It’s hard not to notice that while this economic model dramatically simplifies the swap for the initiator, it necessarily makes life more complex for the executors. Compared with classic exchanges — where participation can be as simple as depositing liquidity, posting a price, and passively waiting for buyers, the auction scheme forces participants on the execution side to make many more decisions under tight deadlines. Automation here is non-negotiable. It creates a state of constant readiness with hard response times which leaves a human with no chance to beat the robots. Below we dive into which economic decisions compel such automation on both platforms.

Although 1inch Fusion and Uniswap X implement the same core idea schematically, they differ quite substantially in the design of their mechanisms. We’ll examine them separately and then compare them, starting with 1inch.

1inch Fusion: The Classic Dutch Auction

This protocol embodies the “simple is elegant” principle. Here we break down the process of a transaction using 1inch Fusion. An order is configured by only three numbers (start price, reserve price, and auction duration), which is then listed in a continuous auction that begins at the most favorable price for the client and then linearly drifts toward the pessimistic reserve price over the auction’s duration. The auction (in the current version) is closed: executors must register and pass KYC. To act on a listed order, a participant executes the user-signed instruction to transfer tokens from the user’s wallet into a special bi-directional escrow that records the exact timestamp of its on-chain inclusion. The first to do so wins the auction; the resulting price is computed deterministically from the order parameters and the escrow’s recorded opening time. From that moment the executor enjoys an exclusivity period, during which they can fulfill their side of the deal by funding the opposite direction of the escrow with the required amount of the tokens the client wants to receive. The final step is closing the escrow, which simultaneously releases the frozen funds in both directions. This final step is also paid for by the executor before the exclusivity expires.

The concrete timeframes of auction and exclusivity periods are not defined in the protocol and are subject to service provider. At the moment of writing in both 1inch advertisements and practice the vast majority of swaps complete within 5 minutes.

If something goes wrong and the executor stops midway after freezing the user’s funds, then once the exclusivity period ends the act of closing the escrow becomes public: By paying the network fee, any wallet can either return the user’s tokens in full (if the counter-escrow was never sufficiently funded) or complete the swap (if it was funded but the executor couldn’t close the escrow for technical reasons). To make public closure economically meaningful, the protocol requires auction participants to bond a small amount of their own funds in the escrow alongside freezing the user’s tokens — an amount sufficient to cover network fees. These funds are always paid to whoever signs the escrow closure; during exclusivity they are returned to the executor; after exclusivity they become a reward for the party that completes or cancels the swap. Through this method it allows for fulfilling the client’s needs in a way that remains transparent to them.

Uniswap X: A Two-Stage, Differentiated Auction

This design is somewhat more complex, but for good reasons.
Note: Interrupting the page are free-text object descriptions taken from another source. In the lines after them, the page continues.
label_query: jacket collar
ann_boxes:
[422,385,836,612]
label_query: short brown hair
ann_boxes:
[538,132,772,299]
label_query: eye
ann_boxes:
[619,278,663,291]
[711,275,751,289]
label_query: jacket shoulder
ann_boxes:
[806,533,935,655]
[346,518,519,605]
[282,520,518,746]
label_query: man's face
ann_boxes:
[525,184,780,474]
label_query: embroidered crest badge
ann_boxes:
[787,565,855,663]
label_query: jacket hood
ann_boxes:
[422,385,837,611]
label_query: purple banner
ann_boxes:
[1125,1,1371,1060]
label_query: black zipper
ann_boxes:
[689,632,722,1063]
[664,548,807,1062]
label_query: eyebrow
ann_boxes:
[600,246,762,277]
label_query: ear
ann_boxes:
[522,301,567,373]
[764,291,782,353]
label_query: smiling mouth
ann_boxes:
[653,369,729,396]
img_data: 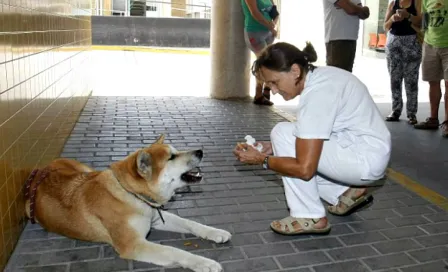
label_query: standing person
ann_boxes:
[383,0,423,125]
[241,0,279,106]
[233,42,391,235]
[323,0,370,72]
[414,0,448,137]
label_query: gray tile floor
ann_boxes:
[5,97,448,272]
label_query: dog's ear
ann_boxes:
[136,150,152,176]
[154,134,165,144]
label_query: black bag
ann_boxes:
[269,5,279,20]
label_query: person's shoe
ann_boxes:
[441,121,448,138]
[408,115,418,125]
[385,112,400,122]
[263,88,271,101]
[414,117,440,130]
[253,96,273,106]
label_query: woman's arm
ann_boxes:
[265,138,323,181]
[244,0,275,31]
[384,1,397,32]
[409,0,422,27]
[233,138,323,181]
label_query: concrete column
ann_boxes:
[210,0,251,100]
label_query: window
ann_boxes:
[146,5,157,12]
[361,0,389,57]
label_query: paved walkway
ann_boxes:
[6,96,448,272]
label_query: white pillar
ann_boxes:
[210,0,251,100]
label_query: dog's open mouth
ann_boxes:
[181,167,203,183]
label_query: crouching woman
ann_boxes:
[233,42,392,235]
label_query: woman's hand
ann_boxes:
[233,143,267,165]
[256,141,273,155]
[396,8,409,20]
[392,12,404,22]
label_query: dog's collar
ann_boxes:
[24,167,56,224]
[111,170,165,224]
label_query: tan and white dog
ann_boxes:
[24,135,231,272]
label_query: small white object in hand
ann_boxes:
[244,135,263,152]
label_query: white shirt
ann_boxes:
[293,66,392,181]
[323,0,362,43]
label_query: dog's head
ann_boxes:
[113,134,203,204]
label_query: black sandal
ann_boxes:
[253,96,273,106]
[263,88,271,101]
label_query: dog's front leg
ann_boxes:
[120,239,223,272]
[153,211,232,244]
The protocol splits executors into two unequal groups that perform actions at different stages. The first group to interact with the client’s order are registered, KYC-verified Quoters, whose work actually starts before the user signs anything. When the user selects a direction of their trade and types the desired amount (either what they want to sell or what they want to buy) into the form, a draft of the order is broadcast to all Quoters serving that trade direction. Each Quoter is expected to respond very quickly (within roughly half a second) with a quote — i.e., the complementary amount of tokens. If the client sells a fixed quantity of their tokens, the quote is the price the executor is willing to pay. If instead the client wants to buy a fixed quantity of the other token, the quote is the price at which the executor is willing to sell those tokens.

In both cases, Quoters compete to offer the most favorable quote for the client. The platform selects a winner, shows that quote in the swap form, and invites the user to sign a payment instruction. From that moment, the winning Quoter is considered to have taken on an obligation to honor the quote provided the user signs before a countdown timer (30 seconds) expires. This stage is exclusive to the winning Quoter. Execution of the signed instruction is also given a fixed, on-chain deadline; upon expiry, the overdue obligation is deemed breached and the client’s order is considered to have failed the exclusive stage. A Quoter who does not keep their promise to execute the order in time is penalized with a temporary suspension from quoting new orders.
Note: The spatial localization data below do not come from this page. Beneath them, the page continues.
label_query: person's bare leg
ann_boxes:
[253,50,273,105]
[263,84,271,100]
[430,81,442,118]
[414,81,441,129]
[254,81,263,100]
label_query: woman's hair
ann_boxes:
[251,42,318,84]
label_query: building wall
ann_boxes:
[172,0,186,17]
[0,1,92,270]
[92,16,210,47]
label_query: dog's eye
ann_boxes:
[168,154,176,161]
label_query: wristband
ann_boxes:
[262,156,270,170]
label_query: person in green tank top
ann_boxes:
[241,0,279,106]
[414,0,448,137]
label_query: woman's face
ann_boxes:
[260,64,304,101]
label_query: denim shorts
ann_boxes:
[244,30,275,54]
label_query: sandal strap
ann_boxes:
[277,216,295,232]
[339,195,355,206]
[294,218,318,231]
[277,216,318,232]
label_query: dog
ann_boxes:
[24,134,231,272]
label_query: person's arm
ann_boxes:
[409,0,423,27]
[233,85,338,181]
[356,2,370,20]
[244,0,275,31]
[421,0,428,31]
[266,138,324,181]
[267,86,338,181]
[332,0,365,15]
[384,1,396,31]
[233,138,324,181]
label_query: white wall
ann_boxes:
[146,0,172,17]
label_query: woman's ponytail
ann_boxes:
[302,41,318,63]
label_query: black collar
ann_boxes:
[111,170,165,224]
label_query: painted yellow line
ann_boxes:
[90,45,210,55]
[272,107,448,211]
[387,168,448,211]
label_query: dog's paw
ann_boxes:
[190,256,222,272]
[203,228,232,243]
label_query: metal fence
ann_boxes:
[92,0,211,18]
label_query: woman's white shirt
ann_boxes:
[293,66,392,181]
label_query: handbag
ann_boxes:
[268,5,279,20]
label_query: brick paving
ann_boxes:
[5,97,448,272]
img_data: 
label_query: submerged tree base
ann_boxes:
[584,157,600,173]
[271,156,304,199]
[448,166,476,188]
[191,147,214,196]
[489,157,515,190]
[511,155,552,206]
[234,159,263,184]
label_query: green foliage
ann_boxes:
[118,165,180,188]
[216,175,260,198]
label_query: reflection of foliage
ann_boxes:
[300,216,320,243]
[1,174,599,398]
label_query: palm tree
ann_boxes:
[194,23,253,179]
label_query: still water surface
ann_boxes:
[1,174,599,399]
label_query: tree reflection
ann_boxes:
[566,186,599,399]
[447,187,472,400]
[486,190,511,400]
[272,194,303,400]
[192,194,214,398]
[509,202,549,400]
This initial cooldown period which uniswap calls “fading” begins at 15 minutes and increases exponentially with each failure in succession. Though, after each fade ends even one successful fulfillment of order resets penalty escalation.
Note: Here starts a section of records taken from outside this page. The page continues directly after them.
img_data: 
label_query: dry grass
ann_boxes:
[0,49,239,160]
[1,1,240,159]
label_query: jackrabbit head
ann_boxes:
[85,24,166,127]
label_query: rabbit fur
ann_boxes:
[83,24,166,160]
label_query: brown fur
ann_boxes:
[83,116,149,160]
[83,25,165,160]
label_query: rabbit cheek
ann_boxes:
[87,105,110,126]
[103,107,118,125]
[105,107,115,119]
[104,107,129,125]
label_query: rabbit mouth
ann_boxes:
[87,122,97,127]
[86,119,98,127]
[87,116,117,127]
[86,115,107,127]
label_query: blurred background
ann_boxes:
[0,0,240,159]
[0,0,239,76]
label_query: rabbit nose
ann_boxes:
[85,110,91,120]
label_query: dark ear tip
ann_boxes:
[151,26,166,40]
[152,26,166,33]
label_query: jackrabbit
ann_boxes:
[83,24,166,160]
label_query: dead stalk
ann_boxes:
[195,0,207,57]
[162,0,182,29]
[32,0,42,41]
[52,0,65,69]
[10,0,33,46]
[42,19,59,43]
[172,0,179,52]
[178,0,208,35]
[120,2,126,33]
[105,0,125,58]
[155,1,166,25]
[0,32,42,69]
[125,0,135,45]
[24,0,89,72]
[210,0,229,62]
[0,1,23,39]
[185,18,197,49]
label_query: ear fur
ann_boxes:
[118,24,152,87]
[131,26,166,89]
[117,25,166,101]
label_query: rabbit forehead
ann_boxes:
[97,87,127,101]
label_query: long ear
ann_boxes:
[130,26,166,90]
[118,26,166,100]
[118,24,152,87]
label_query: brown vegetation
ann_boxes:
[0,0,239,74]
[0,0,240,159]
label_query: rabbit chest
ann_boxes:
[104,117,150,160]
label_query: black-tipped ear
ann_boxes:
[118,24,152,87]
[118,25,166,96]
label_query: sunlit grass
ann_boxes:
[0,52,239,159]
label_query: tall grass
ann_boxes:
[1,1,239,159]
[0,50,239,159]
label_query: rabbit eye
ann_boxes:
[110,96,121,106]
Only orders abandoned by their winning Quoters proceed to the second stage, which is a more archetypal Dutch auction much like the 1inch Fusion mechanism described above. The most economically significant difference here is that Uniswap X’s second stage is open to the public without registration. From the end of exclusivity period until the auction reaches the client’s reserve price, anyone can act as the executor (a Filler), which should further compress the final spread by intensifying competition.

This added complexity is not wasted: by forcing first-stage Quoters to shoulder an obligation to honor the price shown to the user even before the user decides to swap, Uniswap X creates a valuable user-experience feature that would be hard to reproduce otherwise. By comparison, under 1inch Fusion the exchange rate visible to the client at signing time is merely an approximate, non-binding estimate by the platform; the final price is determined somewhere between the start and reserve prices during the (sometimes lengthy) auction.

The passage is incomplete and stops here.